The former Cafe Panini executive chef has been battling stage 4 non-Hodgkin's lymphoma since January. After a quick trip to the emergency room in July, Loop found himself on life support and then in critical-but-stable condition in a Tacoma-area hospital for five days. Family members thought they might lose him.
It took nearly six more months before a diagnosis was found and he could start fighting.
“I came down with pneumonia, that's how lymphoma manifests itself,” Loop said.
Today, he's halfway through treatment.
“This should put him into remission,” his mother Alberta Sinclair said. “But it won't cure him.”
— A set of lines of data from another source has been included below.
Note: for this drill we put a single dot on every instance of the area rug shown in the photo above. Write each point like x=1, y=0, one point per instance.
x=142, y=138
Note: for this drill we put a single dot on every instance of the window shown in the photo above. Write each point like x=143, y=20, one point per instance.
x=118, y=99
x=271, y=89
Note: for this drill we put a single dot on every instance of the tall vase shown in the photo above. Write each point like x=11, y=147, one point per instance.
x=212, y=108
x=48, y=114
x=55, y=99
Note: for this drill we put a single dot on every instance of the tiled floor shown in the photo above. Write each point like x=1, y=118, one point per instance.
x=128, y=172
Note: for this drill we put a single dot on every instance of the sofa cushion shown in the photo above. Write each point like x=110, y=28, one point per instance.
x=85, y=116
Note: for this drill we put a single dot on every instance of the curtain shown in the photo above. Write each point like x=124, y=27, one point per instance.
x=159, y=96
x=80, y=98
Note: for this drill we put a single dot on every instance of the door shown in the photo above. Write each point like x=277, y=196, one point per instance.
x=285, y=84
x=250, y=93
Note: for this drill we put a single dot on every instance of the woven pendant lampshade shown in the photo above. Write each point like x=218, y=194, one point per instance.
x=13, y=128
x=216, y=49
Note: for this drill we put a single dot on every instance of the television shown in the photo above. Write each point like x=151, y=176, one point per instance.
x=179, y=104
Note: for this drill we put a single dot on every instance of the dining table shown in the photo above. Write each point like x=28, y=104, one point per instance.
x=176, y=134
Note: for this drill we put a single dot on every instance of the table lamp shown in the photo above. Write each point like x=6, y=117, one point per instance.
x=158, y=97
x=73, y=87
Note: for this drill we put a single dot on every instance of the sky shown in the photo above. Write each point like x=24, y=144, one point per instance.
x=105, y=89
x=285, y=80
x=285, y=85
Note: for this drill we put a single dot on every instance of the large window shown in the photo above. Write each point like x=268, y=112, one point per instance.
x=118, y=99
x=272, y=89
“It's tedious,” Loop said of chemotherapy treatment, but he's upbeat.
“Hopefully, it'll go into remission for two to four years so I can get healthier,” he said. “And when it comes back then I can focus on beating it.
“It's not as bleak as it sounds,” Loop said. “I have my wife and family to get up for every day.”
Friends and family have planned a fundraising dinner and auction at 4:30 p.m. March 29 in the Enumclaw High commons to help Loop meet mounting medical bills and everyday expenses.
His wife, Stacy, who he married in October, and has been helping him meet the daily challenges.
When the ordeal began in June, Loop was without insurance and with a limited income.
Now, some of his expenses are paid by the state. Charities and fundraisers have paid for others. However, Sinclair said since he's unable to work, the expenses continue to climb.
“You don't realize how many people you really effect day to day until something like this happens and they come out of the woodwork to help you,” Loop said. “It's humbling.”
The dinner and auction is an opportunity for the community to rally.
Loop, who grew up in Greenwater, is a 1995 Collins High and South Seattle Community College culinary arts program graduate. After graduation, he worked for a Pullman fraternity and later at a Seattle restaurant.
He moved back to the Plateau several years ago to be near his mother who was battling cancer. He worked at Rooter's near Lake Sawyer while building his own business, KJ's Backyard Barbecue which he operated out of Enumclaw's Yella Beak Saloon. Later, he hooked up with Phil Porter and joined Cafe Panini when it opened at its Cole Street and Griffin Avenue location.
The fundraising spaghetti dinner and auction is $10 for adults and $5 for children. A number of items are available for bid. Information is available at the Web site www.kyloop.com.